Jurisdictional structure
- Operations jurisdiction: British Columbia, Canada
- Constituting instrument: BC Police Act;
- General nature: Civilian police;

Website
- www.ocabc.org

= Organized Crime Agency of British Columbia =

The Organized Crime Agency of British Columbia (OCABC) is a Designated Policing and Law Enforcement Unit under the Police Act (B.C.) established on March 11, 1999. Similar to the structure and authority of municipal police departments in British Columbia, OCABC is an independent policing agency. The specific mandate of the OCABC is to facilitate the disruption and suppression of organized crime.

The OCABC was created in direct response to the recommendations of the report of the Organized Crime Independent Review Committee, chaired by Stephen Owen ("The Owen Report", September 15, 1998). The agency was incorporated as a society in March 1999 under the BC Police Act to replace its forerunner, the Coordinated Law Enforcement Unit (CLEU).
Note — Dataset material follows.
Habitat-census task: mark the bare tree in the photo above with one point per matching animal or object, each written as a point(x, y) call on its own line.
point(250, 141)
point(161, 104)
The Owen Report found CLEU to be "… not sufficiently equipped, mandated or able to cope with the growing sophistication and diversity of organized crime".
The OCABC became fully operational in February 2000, similar in structure and authority to other municipal police departments in British Columbia. As a designated police agency in the province of British Columbia, the OCAB has its own contingent of sworn law enforcement officers and civilian personnel, and is responsible for:

"Providing designated Policing and designated Law Enforcement to reduce and eliminate organized crime and other significant criminal activity in British Columbia."
The OCABC derives its powers from sections 4.1 (2) (c) and 18.1 (d) of the Police Act.

==Structure==
During Rich Coleman’s term as solicitor general, the province increased its move toward more integration in policing as both a cost-saving measure by reducing duplication of efforts, and in order to solidify the agency's impact as an aggressive organized crime fighting unit.
In 2004, this restructuring aligned the OCABC with its law enforcement partners into the Combined Forces Special Enforcement Unit – British Columbia (CFSEU-BC). It is under this agency name that organized crime projects are investigated and prosecuted.
The CFSEU-BC integrated 14 law enforcement agencies, including the OCABC and the RCMP, under one single command structure with oversight provided by a chief superintendent. The intent was to integrate the OCAB, municipal police and the RCMP into one combined unit to coordinate the province’s response to the growing threat of organized crime and gang violence.

==Operations==
In 2002-2003, the agency participated in Project Blizzard with Alberta and U.S. authorities in investigating drug trafficking. This project had 689,000 pseudoephedrine tablets, 64.7 kilograms of cocaine, 3,353 pounds of marijuana, and $4 million seized.
The five-month Project Longhaul in 2003 investigated distribution and transportation of marijuana, ecstasy, and ephedrine from British Columbia to Ontario and the U.S. and resulted in 3,872 pounds of marijuana, 20,000 tablets of ecstasy, and 218.2 kilograms of ephedrine being seized. Project Longhaul II specifically focused on BC bud and had 1,595 pounds of marijuana, and 461 marijuana plant clones seized.